わかりやすい勝ち組ではない(かといって負け組でもない)複雑さ、この人の書き物に深みを与えているように思う。
ただ、今は少子化。未曾有の大学全入時代にはこの時代のアンビバレントな複雑な感情は受け入れにくいものかもしれない。
そう、これはもう終わった物語ではあるのだ。
とはいえ、自分にとっては、その切々とした謂い、痛いほど心に届いてしまうのだ。

 窓際界のスーパースターメルヴィルの「バートルビー」今度読んでみようっと。

以下、備忘録。これらの言葉が刺さる人は、読んでみられたらいいと思う。
いい年して受験期のことを振り返るというのは、どちらかというとカッコ悪い行為ではあるのだが、受験に苦労した人間は、大なり小なりそういうカッコ悪さを持っているはずだから。

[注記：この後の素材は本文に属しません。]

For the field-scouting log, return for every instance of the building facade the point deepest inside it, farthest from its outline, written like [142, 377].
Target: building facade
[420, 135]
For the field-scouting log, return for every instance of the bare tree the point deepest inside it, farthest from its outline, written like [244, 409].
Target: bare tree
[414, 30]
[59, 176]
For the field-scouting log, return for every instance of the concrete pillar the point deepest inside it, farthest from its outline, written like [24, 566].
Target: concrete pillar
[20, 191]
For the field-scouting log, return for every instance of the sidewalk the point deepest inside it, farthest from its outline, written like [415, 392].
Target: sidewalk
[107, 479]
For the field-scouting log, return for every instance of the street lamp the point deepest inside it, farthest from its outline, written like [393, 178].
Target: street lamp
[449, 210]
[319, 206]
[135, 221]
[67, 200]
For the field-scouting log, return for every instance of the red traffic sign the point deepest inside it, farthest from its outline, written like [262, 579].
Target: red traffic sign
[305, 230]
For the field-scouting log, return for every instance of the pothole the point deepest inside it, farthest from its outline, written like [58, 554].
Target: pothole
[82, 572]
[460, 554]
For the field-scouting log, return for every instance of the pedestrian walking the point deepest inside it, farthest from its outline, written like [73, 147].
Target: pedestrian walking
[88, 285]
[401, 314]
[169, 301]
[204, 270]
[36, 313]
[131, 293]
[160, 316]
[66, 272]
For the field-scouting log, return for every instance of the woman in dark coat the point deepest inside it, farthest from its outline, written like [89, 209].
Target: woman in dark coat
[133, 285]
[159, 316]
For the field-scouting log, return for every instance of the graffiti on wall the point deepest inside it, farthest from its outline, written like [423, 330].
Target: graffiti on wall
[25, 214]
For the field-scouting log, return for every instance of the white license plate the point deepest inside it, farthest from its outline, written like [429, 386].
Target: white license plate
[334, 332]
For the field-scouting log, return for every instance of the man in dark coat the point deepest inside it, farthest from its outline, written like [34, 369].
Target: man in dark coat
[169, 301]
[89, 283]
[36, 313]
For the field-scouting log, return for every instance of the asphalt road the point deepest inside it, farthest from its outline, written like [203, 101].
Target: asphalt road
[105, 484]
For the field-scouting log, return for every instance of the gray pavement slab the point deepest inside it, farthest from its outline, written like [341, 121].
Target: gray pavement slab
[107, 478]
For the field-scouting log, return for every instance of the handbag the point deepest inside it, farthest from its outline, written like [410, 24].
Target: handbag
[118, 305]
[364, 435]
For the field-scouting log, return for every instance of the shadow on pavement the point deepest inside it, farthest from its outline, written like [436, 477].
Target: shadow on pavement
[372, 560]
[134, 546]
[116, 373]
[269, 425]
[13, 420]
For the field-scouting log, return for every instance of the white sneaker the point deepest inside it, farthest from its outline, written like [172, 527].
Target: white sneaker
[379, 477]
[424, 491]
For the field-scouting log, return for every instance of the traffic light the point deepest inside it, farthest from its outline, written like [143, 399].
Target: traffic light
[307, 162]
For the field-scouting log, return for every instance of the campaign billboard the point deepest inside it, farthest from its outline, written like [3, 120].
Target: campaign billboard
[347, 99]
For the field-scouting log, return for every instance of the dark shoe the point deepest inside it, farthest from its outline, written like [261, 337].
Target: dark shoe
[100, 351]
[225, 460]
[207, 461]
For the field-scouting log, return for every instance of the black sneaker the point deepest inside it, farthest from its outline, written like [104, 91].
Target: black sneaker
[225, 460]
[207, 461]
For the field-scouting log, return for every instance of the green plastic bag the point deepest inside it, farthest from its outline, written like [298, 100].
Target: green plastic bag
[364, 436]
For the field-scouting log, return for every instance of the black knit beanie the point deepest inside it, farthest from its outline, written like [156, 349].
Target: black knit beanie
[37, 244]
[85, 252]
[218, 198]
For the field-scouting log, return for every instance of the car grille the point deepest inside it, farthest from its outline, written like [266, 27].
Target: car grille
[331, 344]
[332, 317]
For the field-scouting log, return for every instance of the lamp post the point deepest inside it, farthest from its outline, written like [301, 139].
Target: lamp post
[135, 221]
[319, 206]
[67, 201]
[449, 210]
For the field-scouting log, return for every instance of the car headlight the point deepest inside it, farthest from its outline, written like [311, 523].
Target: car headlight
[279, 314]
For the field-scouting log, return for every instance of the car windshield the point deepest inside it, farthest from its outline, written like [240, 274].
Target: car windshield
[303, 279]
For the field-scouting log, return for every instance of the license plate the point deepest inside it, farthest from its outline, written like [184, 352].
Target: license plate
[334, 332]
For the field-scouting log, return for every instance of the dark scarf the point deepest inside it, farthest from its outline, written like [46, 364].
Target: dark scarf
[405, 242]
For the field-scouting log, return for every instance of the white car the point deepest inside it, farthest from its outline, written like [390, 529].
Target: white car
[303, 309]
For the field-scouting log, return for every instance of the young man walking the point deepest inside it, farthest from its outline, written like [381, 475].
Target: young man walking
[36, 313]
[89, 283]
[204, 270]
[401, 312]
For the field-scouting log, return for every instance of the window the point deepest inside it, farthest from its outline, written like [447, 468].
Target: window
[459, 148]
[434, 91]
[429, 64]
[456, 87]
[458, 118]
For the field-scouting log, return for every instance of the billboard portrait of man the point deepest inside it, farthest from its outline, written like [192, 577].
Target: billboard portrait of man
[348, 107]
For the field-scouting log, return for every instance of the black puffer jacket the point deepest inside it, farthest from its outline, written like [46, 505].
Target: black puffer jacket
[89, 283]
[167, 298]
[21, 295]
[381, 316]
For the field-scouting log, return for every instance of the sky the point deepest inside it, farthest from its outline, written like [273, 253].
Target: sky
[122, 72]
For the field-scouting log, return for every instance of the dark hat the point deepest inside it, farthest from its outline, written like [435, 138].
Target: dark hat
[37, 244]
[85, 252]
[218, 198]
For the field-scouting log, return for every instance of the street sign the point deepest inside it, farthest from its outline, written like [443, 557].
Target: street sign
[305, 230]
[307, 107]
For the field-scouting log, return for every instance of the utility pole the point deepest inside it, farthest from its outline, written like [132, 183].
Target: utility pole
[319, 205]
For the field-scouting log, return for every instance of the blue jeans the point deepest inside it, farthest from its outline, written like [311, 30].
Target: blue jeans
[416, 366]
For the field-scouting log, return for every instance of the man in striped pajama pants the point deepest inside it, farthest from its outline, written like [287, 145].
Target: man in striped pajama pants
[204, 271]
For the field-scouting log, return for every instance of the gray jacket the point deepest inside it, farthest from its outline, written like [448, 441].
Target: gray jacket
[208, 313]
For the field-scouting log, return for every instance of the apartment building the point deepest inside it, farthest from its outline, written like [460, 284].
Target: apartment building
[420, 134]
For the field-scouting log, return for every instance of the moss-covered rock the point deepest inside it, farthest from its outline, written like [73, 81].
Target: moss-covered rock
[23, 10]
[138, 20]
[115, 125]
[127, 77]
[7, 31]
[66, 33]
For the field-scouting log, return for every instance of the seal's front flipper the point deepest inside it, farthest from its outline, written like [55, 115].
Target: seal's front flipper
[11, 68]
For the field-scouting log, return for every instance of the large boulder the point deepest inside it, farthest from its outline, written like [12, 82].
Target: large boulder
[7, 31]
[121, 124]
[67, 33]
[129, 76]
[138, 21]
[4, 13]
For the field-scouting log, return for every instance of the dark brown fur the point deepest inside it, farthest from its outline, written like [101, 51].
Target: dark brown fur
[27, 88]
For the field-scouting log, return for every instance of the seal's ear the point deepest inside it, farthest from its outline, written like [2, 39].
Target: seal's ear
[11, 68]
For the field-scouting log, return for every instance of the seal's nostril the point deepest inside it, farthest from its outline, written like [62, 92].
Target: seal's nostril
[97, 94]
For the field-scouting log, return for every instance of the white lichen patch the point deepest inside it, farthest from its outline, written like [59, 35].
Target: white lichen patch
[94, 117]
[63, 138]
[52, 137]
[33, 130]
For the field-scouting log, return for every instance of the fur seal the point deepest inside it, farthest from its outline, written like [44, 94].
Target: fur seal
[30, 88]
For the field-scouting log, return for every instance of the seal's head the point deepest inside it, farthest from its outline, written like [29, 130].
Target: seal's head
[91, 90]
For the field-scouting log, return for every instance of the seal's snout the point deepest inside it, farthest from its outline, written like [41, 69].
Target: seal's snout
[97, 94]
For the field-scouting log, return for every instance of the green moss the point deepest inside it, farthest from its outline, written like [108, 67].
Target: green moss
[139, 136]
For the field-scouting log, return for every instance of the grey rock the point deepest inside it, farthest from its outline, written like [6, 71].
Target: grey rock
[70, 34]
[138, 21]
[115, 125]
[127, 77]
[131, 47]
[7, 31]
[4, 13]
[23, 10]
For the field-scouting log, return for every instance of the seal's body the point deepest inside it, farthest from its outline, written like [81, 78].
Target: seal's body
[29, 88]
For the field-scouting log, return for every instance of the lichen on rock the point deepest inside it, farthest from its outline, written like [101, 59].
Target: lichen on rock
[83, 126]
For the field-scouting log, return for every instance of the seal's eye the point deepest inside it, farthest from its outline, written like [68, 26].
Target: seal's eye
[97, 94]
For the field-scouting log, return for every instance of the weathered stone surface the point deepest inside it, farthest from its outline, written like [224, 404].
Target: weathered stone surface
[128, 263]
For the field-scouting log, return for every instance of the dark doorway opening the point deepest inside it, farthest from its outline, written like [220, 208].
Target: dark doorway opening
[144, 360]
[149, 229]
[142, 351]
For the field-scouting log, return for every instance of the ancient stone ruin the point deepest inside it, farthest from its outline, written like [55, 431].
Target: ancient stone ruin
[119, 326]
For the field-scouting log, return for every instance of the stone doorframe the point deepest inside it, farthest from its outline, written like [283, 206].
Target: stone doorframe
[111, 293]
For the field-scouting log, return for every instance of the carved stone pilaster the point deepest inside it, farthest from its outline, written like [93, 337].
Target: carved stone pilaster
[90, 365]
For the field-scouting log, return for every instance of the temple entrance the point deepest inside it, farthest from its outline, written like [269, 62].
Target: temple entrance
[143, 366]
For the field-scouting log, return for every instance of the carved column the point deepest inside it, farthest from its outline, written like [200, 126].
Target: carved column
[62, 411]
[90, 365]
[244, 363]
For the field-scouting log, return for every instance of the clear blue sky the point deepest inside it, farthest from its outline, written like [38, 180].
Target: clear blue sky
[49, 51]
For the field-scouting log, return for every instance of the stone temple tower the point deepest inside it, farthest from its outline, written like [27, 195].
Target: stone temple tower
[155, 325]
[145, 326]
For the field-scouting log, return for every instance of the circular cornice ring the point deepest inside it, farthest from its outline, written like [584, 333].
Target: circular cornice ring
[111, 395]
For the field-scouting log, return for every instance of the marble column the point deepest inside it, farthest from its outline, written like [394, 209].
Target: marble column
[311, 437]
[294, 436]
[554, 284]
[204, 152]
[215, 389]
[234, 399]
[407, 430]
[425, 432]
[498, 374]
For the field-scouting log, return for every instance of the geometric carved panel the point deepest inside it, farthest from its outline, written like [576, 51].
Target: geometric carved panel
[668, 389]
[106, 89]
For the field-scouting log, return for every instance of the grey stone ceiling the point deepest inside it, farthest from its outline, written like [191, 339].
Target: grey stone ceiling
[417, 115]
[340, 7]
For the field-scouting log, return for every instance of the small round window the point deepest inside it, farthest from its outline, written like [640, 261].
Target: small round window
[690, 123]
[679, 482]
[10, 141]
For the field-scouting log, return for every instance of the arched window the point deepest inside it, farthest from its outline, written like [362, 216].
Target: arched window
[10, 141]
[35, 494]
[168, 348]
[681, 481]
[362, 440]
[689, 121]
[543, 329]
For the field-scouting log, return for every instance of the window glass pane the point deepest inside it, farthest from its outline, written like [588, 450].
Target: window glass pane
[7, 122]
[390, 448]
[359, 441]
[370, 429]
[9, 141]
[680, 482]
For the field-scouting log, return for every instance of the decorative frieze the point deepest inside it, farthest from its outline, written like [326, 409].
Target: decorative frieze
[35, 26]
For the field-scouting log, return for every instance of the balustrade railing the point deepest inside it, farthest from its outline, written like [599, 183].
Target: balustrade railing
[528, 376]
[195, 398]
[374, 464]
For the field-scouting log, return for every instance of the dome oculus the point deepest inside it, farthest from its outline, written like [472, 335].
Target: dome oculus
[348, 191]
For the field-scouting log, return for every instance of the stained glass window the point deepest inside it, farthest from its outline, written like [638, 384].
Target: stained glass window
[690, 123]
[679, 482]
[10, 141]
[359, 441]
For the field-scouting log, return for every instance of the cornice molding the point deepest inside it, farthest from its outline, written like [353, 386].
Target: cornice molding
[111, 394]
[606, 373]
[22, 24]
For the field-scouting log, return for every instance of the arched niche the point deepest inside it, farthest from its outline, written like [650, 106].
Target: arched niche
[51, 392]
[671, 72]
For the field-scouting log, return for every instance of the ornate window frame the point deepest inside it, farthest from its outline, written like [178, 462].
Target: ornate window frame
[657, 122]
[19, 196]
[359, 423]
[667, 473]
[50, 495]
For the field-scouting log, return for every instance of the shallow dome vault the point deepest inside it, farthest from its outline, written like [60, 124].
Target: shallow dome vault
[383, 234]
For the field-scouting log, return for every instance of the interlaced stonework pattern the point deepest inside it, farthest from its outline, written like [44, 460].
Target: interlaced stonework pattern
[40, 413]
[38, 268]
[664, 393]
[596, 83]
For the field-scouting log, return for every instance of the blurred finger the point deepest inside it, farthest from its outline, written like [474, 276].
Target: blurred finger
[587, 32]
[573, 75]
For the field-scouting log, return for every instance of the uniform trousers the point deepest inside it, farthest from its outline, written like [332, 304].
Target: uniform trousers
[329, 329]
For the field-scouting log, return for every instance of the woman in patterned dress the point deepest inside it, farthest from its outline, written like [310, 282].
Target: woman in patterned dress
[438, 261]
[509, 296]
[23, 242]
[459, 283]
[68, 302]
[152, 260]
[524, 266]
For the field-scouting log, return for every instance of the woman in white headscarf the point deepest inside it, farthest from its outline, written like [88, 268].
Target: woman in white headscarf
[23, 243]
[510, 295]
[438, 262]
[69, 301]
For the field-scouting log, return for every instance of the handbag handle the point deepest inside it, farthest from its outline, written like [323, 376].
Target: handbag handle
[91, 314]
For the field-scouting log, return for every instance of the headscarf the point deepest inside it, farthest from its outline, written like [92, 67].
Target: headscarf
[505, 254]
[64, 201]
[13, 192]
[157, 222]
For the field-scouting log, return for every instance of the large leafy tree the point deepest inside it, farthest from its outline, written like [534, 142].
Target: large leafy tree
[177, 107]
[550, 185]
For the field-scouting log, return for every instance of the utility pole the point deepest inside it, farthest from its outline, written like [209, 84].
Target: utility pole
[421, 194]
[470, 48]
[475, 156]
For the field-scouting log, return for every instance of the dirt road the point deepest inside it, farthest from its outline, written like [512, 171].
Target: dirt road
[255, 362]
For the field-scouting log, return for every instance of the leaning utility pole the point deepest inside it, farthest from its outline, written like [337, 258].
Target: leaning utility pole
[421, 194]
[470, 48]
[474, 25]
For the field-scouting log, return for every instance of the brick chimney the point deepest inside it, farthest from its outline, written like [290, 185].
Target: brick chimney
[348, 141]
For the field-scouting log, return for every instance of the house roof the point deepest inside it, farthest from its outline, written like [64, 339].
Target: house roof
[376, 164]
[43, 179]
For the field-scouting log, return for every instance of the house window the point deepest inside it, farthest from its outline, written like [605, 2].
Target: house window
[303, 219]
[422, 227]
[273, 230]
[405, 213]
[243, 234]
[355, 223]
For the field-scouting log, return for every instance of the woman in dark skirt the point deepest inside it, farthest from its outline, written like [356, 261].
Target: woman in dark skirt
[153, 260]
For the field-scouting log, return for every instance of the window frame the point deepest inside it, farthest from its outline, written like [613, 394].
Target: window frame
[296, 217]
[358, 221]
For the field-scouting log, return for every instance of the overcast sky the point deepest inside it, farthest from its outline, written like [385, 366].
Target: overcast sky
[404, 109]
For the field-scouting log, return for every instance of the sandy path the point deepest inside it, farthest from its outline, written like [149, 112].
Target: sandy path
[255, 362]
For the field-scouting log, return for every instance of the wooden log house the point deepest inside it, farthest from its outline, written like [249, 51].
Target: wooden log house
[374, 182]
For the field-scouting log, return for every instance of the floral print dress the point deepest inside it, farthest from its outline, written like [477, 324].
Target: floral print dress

  • そう、進学校の生徒というのはケンカが強い代わりに筆記試験が強い、精神的ヤンキーなのである。そうした荒くれ者どもをまとめるには、それなりの剛腕が必要になってくる。その点、宮坂はヤンキーをまとめるための抜群の腕とカリスマ性を兼ね備えていたのだ。
  • 受験での負けを就活で取り戻す努力よりも、受験で勝つための努力の方が不確定要素が小さく、また効果も大きい。
  • ここまで読んでくださった方は気づいていると思うが、私は今回、MARCH関関同立よりも下の大学について話していない。なぜなら、私の参加した就活においてほぼ存在が確認できなかったからである。トップクラスの大企業の総合職というものに手を伸ばそうとするなら、おそらくギリギリの最低ラインがMARCH関関同立
  • 人間の持てる受験への意識、いわゆる「受験精神」は有限であり、圧倒的偏差値強者でないのなら、自分に甘くならない程度にその配分を考えることも重要である。
  • 最後にめちゃめちゃ俗な受験の話をつけ加えさせていただくと、片平だけでなく、私自身や他の友人知人を見る限り、京大ギリギリ落ちが同志社立命あたりに行くとなった場合、ほぼ闇落ちする。そこから復活した人間もいるのかもしれないが、はっきり言って何歳になっても完治は難しいという印象がある。